“I don’t say it would last forever; nothing does, for that matter. But at least you would live for a little while—come down off the unearthly plane you roost on now. Whatever you went through, it would leave you all-round developed and philosophical—in a frame of mind to see and accept life as it is. You need hardening. I was born hard. You’re as soft as mush, for all you look like those marble bores in the Vatican, and as romantic as if you’d spent all your life in a castle in a wood with the drawbridge up. I believe you even keep a diary——”

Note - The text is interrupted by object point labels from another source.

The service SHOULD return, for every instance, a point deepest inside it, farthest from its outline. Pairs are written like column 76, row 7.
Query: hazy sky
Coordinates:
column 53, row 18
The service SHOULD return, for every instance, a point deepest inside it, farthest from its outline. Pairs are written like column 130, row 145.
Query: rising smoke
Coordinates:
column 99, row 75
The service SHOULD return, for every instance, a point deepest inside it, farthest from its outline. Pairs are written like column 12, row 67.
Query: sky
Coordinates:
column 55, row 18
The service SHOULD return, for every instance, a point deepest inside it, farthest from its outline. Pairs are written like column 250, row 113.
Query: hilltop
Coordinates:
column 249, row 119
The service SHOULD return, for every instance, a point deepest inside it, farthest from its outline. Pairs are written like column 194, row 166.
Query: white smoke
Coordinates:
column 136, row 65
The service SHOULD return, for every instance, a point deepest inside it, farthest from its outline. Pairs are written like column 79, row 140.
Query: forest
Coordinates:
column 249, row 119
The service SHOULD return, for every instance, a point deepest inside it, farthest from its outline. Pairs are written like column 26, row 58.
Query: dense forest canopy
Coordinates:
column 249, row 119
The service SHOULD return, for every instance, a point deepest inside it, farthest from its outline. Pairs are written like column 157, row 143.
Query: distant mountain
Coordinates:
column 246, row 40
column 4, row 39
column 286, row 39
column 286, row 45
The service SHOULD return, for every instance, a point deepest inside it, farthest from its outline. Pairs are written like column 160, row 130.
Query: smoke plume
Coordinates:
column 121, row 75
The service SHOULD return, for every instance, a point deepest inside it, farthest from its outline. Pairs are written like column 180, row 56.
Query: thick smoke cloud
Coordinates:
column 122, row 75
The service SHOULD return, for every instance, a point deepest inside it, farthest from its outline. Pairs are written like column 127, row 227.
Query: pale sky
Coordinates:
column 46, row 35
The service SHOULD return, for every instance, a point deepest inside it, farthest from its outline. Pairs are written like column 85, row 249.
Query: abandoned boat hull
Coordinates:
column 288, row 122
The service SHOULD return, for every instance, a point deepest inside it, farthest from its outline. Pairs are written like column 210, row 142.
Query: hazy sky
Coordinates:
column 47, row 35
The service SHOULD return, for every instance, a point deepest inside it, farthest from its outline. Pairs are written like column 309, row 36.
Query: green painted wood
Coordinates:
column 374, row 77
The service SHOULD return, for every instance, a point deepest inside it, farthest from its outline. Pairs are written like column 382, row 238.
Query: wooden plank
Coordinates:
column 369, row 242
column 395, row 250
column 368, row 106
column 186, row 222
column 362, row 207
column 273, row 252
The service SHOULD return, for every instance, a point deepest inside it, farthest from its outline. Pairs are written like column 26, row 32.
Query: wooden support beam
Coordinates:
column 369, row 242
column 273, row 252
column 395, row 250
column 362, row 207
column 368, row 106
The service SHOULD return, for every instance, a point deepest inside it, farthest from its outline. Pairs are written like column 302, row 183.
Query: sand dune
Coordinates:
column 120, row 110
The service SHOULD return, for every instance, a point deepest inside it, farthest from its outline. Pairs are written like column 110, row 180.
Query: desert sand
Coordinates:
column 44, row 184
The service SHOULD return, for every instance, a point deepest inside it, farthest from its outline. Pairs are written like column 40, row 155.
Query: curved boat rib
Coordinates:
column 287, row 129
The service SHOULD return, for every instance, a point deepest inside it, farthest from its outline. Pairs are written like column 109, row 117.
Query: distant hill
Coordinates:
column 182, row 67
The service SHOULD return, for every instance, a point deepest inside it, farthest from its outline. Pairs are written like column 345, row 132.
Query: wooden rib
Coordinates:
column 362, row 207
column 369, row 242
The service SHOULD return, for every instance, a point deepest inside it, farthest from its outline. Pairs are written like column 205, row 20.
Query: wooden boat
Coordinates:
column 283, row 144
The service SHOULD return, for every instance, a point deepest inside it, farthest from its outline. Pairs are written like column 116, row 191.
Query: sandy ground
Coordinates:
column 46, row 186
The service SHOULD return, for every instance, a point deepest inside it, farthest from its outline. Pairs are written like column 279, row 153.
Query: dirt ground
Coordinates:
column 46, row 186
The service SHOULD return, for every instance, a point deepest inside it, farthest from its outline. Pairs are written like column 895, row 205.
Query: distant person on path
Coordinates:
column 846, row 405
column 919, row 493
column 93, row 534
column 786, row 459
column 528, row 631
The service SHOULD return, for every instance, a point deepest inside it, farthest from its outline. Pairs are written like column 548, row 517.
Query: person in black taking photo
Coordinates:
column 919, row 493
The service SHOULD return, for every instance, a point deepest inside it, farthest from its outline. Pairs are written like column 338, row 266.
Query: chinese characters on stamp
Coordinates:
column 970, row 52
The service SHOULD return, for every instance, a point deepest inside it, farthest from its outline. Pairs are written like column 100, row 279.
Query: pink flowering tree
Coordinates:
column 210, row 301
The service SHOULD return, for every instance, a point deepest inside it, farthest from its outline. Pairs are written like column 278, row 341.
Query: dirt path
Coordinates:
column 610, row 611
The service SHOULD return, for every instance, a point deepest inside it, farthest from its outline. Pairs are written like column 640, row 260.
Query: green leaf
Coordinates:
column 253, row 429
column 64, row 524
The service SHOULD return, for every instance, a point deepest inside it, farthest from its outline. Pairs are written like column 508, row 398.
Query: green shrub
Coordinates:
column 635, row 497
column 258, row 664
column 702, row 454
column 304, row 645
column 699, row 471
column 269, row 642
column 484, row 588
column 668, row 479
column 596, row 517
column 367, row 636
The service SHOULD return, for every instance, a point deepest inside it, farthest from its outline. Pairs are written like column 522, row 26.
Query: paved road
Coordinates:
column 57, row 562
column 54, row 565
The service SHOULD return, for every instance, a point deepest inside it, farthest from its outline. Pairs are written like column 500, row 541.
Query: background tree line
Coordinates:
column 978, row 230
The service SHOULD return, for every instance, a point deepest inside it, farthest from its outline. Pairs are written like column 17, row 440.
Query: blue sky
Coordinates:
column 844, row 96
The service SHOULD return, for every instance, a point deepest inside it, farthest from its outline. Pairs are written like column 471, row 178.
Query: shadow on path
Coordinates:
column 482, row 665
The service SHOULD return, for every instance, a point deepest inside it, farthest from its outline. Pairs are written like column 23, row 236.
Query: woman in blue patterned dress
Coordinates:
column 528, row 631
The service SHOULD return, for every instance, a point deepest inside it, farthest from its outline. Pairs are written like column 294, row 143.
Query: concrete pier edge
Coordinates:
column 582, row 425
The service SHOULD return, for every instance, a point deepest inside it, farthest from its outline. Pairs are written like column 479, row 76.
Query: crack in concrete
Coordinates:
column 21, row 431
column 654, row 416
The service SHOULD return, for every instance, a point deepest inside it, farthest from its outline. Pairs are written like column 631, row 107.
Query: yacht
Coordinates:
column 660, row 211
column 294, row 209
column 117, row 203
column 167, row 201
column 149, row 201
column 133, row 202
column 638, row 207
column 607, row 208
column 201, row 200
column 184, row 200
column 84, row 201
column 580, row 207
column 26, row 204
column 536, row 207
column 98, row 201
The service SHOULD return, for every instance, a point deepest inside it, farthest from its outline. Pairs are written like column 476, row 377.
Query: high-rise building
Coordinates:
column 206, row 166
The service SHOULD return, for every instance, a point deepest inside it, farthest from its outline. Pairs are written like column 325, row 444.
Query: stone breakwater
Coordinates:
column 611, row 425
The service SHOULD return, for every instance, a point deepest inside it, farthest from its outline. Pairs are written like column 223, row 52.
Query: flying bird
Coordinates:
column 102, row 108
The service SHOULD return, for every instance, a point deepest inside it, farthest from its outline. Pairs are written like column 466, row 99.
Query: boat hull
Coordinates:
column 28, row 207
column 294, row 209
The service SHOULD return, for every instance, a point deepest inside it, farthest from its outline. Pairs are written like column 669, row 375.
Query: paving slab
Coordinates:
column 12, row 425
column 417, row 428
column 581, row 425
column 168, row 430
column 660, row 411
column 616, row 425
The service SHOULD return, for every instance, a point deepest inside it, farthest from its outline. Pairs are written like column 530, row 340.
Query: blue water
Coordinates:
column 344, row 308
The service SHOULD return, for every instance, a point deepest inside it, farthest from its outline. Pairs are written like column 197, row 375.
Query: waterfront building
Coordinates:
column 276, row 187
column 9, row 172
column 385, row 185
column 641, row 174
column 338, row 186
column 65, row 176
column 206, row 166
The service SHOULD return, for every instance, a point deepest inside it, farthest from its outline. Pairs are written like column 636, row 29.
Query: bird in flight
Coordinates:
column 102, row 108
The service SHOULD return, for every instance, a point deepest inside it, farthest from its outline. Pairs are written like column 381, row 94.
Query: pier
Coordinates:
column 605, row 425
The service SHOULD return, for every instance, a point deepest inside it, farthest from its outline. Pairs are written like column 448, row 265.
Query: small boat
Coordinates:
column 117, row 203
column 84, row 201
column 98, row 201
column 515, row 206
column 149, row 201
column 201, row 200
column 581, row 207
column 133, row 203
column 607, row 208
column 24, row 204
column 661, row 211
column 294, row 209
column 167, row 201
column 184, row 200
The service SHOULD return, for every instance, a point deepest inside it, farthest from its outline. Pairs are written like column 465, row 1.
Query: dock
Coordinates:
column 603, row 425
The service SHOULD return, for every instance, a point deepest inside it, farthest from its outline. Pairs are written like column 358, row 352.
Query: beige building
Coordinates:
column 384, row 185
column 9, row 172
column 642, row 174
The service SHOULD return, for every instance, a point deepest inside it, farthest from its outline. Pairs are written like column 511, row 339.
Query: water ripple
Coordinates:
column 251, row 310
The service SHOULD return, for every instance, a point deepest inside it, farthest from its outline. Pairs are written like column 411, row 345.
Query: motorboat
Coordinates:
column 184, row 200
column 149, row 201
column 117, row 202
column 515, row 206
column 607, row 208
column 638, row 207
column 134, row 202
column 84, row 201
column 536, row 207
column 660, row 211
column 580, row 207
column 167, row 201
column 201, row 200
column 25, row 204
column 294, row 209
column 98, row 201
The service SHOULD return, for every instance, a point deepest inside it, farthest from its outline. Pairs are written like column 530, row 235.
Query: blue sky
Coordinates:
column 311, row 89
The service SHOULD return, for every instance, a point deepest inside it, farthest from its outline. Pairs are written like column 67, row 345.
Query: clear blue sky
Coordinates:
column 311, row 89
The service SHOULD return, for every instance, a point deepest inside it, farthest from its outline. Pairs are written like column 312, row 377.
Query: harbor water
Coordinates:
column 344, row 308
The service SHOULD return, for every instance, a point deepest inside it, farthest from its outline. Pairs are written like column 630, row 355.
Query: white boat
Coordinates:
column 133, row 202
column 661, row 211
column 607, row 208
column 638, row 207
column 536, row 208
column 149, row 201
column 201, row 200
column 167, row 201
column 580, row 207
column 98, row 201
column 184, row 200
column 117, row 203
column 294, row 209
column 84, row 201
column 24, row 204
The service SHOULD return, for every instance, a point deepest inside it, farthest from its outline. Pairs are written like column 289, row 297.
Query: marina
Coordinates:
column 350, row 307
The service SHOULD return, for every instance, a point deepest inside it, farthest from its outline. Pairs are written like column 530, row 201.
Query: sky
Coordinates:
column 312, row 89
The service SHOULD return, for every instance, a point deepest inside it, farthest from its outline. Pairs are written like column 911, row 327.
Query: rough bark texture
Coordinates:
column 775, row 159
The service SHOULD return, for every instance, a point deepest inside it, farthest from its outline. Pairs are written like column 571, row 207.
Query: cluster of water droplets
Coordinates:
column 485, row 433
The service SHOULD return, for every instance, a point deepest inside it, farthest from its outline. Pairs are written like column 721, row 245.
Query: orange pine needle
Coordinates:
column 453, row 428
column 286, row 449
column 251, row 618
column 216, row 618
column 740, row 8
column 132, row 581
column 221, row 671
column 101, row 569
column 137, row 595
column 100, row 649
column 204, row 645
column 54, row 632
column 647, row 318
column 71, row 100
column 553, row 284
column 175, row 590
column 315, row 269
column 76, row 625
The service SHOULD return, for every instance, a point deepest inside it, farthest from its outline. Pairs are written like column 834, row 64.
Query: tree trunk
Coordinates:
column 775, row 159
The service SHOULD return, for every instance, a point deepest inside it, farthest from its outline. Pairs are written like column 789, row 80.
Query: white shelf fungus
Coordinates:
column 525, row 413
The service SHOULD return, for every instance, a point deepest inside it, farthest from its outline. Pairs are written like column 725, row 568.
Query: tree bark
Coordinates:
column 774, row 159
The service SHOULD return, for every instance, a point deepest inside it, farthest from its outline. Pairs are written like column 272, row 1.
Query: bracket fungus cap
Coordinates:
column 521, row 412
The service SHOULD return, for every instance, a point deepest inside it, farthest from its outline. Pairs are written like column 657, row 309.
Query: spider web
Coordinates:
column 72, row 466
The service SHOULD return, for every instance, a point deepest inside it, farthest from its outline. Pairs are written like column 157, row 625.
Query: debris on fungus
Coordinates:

“Diary——” Ora sat up straight.

“I’ve seen and heard you writing by the yard, late at night, mostly. It wasn’t letters, because we always get those off our chest just after breakfast—fine system. Unless you’re a budding author——”

“They were letters!” Ora, who was strung up to a high pitch and merely smoking for relief, felt a defiant impulse to indulge in the impudence of confession. “I’ve written yards and yards of letters to a man——”

“What? And you don’t send them off!”

“I don’t know him.”

“Good lord, what next? An ideal, I suppose.”

“Yes—that’s it.”

“Do you mean you never saw him—anyone to suggest him—it? What gender has an ideal, anyhow?”

“I saw him—talked with him, once. I said I didn’t know him.”